“More Than Just A, C, G, and U: RNA’s Secret Language and Human Health”
The Human RNome, the complete set of RNA molecules in human cells, emerges through complex processing steps. While RNA research has traditionally focused on the four canonical bases (A, C, G and U), growing evidence reveals extensive chemical modifications that shape RNA biology. Over 180 distinct ribonucleotides have been identified across organisms, including at least 50 in humans. Despite their critical roles in RNA structure and function, the principles governing the distribution and impact of these modifications remain largely undefined.
The Human RNome Project aims to sequence RNA with all its modifications, a challenge even more complex than sequencing the human genome. The International Human RNome Project Consortium is addressing key technical and conceptual gaps, developing essential research infrastructure, and advancing sequencing technologies to capture RNA modifications at single-nucleotide resolution. By deepening our understanding of RNA biology, this initiative will drive breakthroughs in therapeutics, agriculture, and non-biological applications such as data storage.
In this presentation, I will introduce the Human RNome Project, explore its significance, and highlight how RNA modifications influence gene expression and contribute to human diseases, with a particular focus on Alzheimer’s Disease.
About Dr. Cheung
Vivian G. Cheung, MD, is a distinguished RNA biologist and pediatric neurologist who serves as a professor in the Department of Molecular Biology, Cell Biology & Biochemistry, and Department of Pediatrics at Brown University.
Dr. Cheung’s research focuses on the genetic mechanisms of disease, particularly those driven by alterations in RNA processing and gene expression. Her group discovered that RNA sequences can differ from their corresponding DNA templates. She further demonstrated that these differences are explained by RNA modifications that occur soon after transcription, with nucleic acid structures like R-loops facilitating exposure of nascent RNA to modification enzymes. As a physician-scientist, she applies insights from her fundamental research to advance understanding of neurological disorders, including juvenile-onset ALS and Alzheimer’s disease.
Beyond research, Dr. Cheung has provided national leadership in science. She served as President of the American Society for Clinical Investigation. She was also the driving force behind the 2024 National Academies of Sciences, Engineering, and Medicine report, “Charting a Future for Sequencing RNA and its Modifications”. A dedicated advocate for diversity in the biomedical workforce, she has published op-eds in The Washington Post, The New England Journal of Medicine, and JAMA. Her mentorship has shaped the next generation of scientists, with her trainees earning prestigious honors such as the Rhodes Scholarship and the Harold Amos Medical Faculty Development Award.

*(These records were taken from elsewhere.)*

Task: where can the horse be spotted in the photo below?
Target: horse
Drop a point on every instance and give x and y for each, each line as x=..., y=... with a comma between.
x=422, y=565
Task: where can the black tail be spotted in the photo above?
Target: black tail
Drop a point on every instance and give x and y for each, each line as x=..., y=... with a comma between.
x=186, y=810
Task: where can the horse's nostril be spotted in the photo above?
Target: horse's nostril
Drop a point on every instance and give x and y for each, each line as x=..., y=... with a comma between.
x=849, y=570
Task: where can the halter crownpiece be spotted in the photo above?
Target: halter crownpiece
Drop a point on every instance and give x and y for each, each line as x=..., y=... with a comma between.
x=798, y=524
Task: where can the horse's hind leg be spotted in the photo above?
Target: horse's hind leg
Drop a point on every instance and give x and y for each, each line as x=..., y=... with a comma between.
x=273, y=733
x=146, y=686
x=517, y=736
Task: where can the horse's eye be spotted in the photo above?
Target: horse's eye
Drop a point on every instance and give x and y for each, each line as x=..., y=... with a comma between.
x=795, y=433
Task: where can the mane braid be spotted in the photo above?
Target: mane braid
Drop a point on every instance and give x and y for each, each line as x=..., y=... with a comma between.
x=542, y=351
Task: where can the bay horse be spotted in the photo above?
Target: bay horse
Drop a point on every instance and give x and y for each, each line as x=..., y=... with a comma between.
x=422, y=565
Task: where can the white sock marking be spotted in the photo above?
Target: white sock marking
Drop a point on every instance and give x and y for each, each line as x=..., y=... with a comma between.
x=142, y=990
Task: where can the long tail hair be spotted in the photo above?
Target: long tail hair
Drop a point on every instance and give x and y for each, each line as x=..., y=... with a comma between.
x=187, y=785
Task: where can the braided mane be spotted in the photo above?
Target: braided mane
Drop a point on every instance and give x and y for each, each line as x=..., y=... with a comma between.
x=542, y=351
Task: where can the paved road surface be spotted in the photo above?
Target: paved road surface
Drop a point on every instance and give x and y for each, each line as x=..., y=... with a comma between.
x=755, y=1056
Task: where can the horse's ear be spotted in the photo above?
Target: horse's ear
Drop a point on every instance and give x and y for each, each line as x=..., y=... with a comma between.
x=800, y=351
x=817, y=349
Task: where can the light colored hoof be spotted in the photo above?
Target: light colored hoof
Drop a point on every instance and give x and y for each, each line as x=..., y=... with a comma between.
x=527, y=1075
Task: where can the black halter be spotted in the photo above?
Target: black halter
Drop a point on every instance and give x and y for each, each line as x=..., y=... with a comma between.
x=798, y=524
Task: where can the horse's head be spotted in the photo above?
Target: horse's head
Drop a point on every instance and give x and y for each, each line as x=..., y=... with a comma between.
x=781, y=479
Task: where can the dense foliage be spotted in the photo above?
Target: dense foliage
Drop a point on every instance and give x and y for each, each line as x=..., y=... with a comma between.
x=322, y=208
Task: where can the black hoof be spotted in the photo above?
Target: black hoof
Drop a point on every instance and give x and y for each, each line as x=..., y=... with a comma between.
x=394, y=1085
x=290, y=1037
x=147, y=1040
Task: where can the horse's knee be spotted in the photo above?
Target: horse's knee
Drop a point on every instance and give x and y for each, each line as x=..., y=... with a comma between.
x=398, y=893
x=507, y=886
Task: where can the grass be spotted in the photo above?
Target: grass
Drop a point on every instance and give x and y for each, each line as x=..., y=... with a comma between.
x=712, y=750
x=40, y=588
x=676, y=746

Dr. Cheung earned her bachelor’s degree from UCLA and her medical degree from Tufts University School of Medicine, where she also completed a research fellowship at the J. David Gladstone Institutes. She returned to UCLA for her pediatrics residency and completed fellowship training at the University of Pennsylvania. She has held faculty and clinical appointments in pediatrics, neurology, and genetics at the University of Pennsylvania and The Children’s Hospital of Philadelphia as well as the University of Michigan.
Dr. Cheung’s contributions have been recognized with numerous honors, including the Scientific Achievement Award from the American Society of Human Genetics. She is an elected member of the American Society for Clinical Investigation, the Association of American Physicians, and the National Academy of Medicine.